À tel point que pour Mickaël Terrien la question n’est plus de savoir pourquoi ils sont moins ambitieux sur les droits sportifs, "mais plutôt est-ce qu’ils vont y aller ?". Antoine Feuillet répond : "Ils sont malgré tout intéressés par des droits qui pourraient se présenter, notamment dans la phase de récession actuelle. Ça peut être l’occasion, sinon ils se positionnent sur d’autres types de produits. La preuve avec leurs dernières acquisitions, qui concernent des highlights en cricket ou en NFL, donc plutôt des résumés de matches. Ce sont des droits secondaires mais plus logiques pour leur plateforme". Facebook reste donc en phase d’observation. "Contrairement à Netflix ou Amazon Prime, ils n’ont pas besoin de contenus premium", rappelle Mickaël Terrien.

Et s’il ne faut pas s’attendre à voir Facebook flamber, c’est pour une raison simple d’après Antoine Feuillet : "Les GAFAM ont une telle maitrise des données qu’ils sont les plus à mêmes de choisir. Ils ne mettront jamais plus d’argent qu’il n’en faut. Pour l’instant le rêve des GAFAM qui volent à la rescousse du sport, c’est un mirage".

Là-dessus, tous les observateurs sont d’accord, à l’image de Pierre Maes : "Franchement on peut quand même se dire que si intérêt il y avait, ce serait déjà fait. Ils ne sont pas dans ce modèle de droits remis en vente régulièrement. Ils ne sont pas très contenus, ils ne produisent pas de séries comme Netflix. Eux c’est plus du contenu généré par leurs utilisateurs que, par définition, ils ne payent pas".

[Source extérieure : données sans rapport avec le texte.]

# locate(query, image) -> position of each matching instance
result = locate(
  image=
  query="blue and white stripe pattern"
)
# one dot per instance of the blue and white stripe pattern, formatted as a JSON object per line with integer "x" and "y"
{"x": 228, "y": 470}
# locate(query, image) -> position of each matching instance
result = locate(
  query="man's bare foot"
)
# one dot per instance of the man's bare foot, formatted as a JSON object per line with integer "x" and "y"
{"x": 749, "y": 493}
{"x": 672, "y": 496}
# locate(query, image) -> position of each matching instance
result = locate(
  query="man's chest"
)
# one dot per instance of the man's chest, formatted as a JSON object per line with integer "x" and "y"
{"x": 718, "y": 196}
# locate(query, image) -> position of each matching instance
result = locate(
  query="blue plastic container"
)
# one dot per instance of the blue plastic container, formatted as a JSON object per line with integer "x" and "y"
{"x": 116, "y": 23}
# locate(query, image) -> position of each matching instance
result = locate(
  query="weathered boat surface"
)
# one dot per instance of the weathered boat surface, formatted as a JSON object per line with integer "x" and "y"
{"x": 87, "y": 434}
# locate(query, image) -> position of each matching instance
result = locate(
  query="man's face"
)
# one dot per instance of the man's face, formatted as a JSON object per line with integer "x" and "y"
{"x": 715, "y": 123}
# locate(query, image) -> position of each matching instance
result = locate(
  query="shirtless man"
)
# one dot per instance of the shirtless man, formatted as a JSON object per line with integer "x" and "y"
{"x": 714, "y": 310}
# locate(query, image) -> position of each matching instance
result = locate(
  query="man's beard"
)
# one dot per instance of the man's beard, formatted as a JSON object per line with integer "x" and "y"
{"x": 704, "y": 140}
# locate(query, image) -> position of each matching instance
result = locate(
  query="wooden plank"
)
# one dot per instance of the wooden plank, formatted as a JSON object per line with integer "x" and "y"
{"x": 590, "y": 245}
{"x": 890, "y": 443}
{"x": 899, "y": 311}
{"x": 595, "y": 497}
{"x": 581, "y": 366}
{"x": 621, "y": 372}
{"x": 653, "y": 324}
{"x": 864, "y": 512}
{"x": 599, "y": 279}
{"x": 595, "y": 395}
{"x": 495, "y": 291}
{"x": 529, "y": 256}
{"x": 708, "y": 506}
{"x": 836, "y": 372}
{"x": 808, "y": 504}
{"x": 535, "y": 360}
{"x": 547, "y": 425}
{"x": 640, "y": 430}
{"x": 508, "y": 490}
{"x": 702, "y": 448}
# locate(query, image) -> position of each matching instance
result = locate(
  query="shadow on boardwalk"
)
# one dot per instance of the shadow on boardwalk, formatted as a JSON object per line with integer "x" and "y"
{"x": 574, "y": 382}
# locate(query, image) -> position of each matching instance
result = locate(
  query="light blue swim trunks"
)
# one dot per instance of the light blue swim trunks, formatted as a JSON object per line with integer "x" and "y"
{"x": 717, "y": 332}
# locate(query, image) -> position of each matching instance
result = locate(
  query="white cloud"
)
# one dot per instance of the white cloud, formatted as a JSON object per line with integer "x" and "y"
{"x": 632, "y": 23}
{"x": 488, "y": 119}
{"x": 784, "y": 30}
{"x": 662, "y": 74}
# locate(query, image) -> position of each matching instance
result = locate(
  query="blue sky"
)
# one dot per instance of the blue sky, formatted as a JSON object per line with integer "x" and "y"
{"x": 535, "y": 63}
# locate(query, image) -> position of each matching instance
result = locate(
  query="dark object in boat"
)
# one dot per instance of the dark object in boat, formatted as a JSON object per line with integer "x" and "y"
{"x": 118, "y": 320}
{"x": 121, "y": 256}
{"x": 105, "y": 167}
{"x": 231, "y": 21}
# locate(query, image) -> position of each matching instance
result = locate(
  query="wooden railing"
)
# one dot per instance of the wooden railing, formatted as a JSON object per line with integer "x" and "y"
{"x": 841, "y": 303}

Et l’auteur du "Business des Droits TV du Foot" de conclure : "Au-delà de Facebook, on peut même dire qu’il n’y aura pas de GAFAM dans le marché des droits TV. Amazon fait des investissements raisonnables, raisonnés en fonction d’une activité. Ils ne seront pas les sauveurs du milieu, ils veulent attirer des gens vers leur plateforme Prime, le sport est un hameçon, rien de plus".